Makhluk dalam balutan busana dan kulit manusia bangkit berdiri seraya mengunyah tiga buah peluru yang ia tangkap menggunakan mulut. “Batuan ini… mungkin membuatku sedikit lelah. Tapi itu akan terobati setelah aku melahap jiwamu!”
Dlap!
Ia kembali melesat menerjang John sembari terkekeh dengan suara beratnya. “Kemarilah, Nak!”
Julius spontan menunduk, sejurus kemudian melakukan roll depan. Ia lagi-lagi meringis saat lengannya menempel tanah dengan keras. “Huuuurgh!” Ia mempercepat laju lari kembali ke arah danau saat sosok bertaring mengerikan kembali berlari mengejar. ‘Bahkan peluru ini tak mempan padanya! Apa yang bisa kulakukan sekarang!’
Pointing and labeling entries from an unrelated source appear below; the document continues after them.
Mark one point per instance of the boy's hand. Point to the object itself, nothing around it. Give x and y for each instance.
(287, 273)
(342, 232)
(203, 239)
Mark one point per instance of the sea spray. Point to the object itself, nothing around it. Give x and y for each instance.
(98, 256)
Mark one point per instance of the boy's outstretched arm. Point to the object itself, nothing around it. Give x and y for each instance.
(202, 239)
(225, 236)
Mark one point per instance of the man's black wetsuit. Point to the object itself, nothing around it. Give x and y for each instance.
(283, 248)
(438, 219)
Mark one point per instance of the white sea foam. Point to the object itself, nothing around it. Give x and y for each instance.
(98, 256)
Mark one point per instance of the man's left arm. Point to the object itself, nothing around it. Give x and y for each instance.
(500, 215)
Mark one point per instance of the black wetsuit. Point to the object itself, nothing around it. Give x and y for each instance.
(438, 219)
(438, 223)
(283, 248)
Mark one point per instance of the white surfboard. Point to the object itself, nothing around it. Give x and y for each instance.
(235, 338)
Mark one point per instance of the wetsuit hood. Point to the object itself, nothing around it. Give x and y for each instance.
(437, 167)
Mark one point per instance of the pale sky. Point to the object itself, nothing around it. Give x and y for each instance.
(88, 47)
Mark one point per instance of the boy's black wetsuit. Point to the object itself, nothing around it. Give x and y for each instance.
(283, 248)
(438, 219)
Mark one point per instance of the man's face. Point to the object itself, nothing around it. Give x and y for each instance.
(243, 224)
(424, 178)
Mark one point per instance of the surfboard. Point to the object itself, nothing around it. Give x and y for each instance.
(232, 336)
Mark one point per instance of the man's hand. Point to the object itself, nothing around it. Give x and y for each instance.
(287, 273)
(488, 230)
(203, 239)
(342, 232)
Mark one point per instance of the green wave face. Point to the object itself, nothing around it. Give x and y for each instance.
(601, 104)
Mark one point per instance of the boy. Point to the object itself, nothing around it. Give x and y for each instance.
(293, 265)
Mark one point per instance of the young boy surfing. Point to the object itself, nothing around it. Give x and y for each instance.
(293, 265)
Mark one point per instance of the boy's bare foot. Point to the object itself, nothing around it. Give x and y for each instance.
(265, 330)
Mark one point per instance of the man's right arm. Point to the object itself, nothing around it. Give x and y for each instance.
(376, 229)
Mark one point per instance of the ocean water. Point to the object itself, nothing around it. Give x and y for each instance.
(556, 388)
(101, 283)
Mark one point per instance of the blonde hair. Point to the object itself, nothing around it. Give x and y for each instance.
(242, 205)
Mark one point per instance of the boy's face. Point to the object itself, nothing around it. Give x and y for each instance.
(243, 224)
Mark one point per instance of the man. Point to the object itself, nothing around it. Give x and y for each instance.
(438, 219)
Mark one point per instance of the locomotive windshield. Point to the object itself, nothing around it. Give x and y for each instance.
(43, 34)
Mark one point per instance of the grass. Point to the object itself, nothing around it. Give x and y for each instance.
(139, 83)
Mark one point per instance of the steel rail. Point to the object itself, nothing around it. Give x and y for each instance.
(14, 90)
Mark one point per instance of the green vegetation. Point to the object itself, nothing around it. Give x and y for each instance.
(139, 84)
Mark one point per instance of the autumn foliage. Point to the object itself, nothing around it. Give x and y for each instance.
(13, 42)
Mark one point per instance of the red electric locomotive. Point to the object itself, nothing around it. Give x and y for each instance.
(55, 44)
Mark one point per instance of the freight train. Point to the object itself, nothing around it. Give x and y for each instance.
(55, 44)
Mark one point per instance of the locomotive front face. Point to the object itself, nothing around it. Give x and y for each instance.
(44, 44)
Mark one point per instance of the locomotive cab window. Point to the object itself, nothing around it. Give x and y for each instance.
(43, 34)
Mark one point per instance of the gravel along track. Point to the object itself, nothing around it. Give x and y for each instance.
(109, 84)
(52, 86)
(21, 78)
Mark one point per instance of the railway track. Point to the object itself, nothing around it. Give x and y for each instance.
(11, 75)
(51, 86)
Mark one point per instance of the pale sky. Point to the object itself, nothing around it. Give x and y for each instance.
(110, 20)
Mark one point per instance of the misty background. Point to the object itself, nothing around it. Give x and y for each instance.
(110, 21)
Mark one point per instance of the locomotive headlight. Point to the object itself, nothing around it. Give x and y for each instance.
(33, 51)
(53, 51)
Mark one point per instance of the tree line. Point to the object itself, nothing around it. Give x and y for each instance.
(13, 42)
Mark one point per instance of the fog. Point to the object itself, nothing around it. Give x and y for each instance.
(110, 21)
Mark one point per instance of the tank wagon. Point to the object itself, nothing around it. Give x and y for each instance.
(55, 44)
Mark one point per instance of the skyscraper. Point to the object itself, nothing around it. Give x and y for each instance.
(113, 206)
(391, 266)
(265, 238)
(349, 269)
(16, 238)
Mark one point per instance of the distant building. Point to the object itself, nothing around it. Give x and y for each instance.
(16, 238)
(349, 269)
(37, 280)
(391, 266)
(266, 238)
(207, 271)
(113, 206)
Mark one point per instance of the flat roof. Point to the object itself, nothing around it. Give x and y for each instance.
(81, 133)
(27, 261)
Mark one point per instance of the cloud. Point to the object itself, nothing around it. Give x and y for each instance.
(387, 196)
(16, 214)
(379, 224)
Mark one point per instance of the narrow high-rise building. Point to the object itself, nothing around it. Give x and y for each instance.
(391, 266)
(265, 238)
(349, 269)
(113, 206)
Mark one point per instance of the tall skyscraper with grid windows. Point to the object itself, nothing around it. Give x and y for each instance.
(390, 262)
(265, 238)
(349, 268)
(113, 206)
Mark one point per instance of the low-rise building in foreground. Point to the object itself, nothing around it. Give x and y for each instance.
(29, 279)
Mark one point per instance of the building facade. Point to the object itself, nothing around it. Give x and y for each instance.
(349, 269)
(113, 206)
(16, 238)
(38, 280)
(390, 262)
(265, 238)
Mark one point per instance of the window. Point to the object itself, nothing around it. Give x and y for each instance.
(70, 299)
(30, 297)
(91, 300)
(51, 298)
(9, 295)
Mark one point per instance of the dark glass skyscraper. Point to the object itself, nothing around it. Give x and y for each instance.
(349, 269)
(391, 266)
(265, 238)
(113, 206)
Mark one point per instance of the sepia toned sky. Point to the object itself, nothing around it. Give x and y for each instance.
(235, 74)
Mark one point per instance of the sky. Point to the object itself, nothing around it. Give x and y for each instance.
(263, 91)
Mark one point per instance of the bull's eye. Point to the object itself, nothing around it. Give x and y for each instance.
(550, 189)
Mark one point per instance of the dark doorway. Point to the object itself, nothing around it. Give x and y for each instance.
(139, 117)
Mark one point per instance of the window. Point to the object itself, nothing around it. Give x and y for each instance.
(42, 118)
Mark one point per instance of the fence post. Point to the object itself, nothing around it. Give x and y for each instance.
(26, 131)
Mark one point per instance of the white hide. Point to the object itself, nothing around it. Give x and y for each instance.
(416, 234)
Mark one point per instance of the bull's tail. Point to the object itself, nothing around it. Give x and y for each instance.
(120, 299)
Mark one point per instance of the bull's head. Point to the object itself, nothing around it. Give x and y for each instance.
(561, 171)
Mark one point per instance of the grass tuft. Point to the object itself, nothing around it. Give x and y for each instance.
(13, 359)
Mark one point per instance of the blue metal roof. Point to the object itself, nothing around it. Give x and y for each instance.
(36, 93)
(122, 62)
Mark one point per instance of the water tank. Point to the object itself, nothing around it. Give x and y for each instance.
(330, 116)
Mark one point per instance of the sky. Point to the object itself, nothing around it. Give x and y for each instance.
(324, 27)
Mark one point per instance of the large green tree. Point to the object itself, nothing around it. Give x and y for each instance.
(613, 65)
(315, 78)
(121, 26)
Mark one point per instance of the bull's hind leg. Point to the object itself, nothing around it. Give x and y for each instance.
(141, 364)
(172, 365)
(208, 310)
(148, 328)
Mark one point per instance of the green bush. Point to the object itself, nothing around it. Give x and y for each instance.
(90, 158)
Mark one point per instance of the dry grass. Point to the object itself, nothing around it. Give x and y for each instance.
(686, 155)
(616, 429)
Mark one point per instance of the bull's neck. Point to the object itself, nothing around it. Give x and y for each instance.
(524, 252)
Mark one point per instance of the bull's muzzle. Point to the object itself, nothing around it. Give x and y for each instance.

“Kemari kau!” Dari punggung William, sesuatu seperti sepasang jarum timbul – merobek lapisan jaket hitam yang ia kenakan. Jarum tersebut dengan cepat melebar, menipis menjadi sayap mirip lalat.
Swuuuung!
Ia terbang rendah, mengaitkan tangan serupa cakar lalat pada punggung pria pirang bertuksedo hitam. “Hahahah!”
Jlaaap!
Meski Julius sempat menyampingkan badan guna mengelak, tetapi lengan kirinya tertusuk oleh tangan sang monster bersayap lalat. “Hwaaaargh!” Sembari meraung menahan nyeri, pria tersebut spontan merogoh pisau belati dari saku belakang celana, sejurus kemudian menancapkannya pada leher sang monster bertaring lengkung pada bagian pipi.
Sedikit terdorong akibat tusukan yang Julius lakukan, William menyeringai memandang mata pria bertuksedo hitam. “Manusia tanpa tujuan bisa melawan meski dihinggapi ketakutan, ya?” bisiknya kagum. “Apa kau tahu, kalau aku gemar melahap jiwa manusia yang terpuruk dalam keputus asaan?” Senyumannya begitu lebar, sampai-sampai nyaris menyentuh telinga. Dari sela gigi-gigi mirip hiu, air liur menetes dari mulut sang iblis bermata hitam kelam. “Biarku perlihatkan, apa itu ketakukan!” serunya melempar tubuh Julius hanya dengan satu tangan.
Swuuuung!
“Hwaaaaargh!” Pria mancung berambut pirang terempas jauh. Tubuhnya melesat cepat, terjun ke arah danau jernih di bawah sana. Ia terpejam, bersiap menikmati rasa sakit dari tubuh yang keras membentur permukaan danau.
Byaaarrr!
Julius yang sempat menahan napas, kini berada di dalam air danau. Bagaikan di siang hari, ia dapat melihat jelas di dalam air jernih danau. Tampak beberapa buah kerangka kepala manusia yang timbul dari dasar danau, seperti melayang mengapung mengelilinginya. ‘Apa ini? Inikah kepala-kepala yang dipersembahkan padanya di masa lalu?’ pikirnya kalut seraya mengayuh sepasang tangan guna naik ke permukaan danau. ‘Aku harus segera keluar dari sini!’
‘Tolong… tolong kami! Bawa kami pergi dari sini! Tolong!’Seiring munculnya suara-suara bisikan di kepala Julius, penampakan-penampakan kerangka kepala manusia semakin banyak bermunculan. Dari rupa yang tadinya hanya kerangka manusia, lama-lama berubah jadi wujud-wujud manusia transparan penuh luka memar dan noda darah. “Jangan tinggalkan kami di sini! Bawa kami pergi!”
Grep!
Satu-persatu dari mereka mulai mendekat, memegangi tubuh Julius. Pria pirang bertuksedo hitam pun mulai mengeluarkan gelembung air dari mulut ketika sosok-sosok berwajah rusak dalam wujud transparan mulai menariknya ke dasar danau. ‘Huuuugh! Apa yang bisaku lakukan!’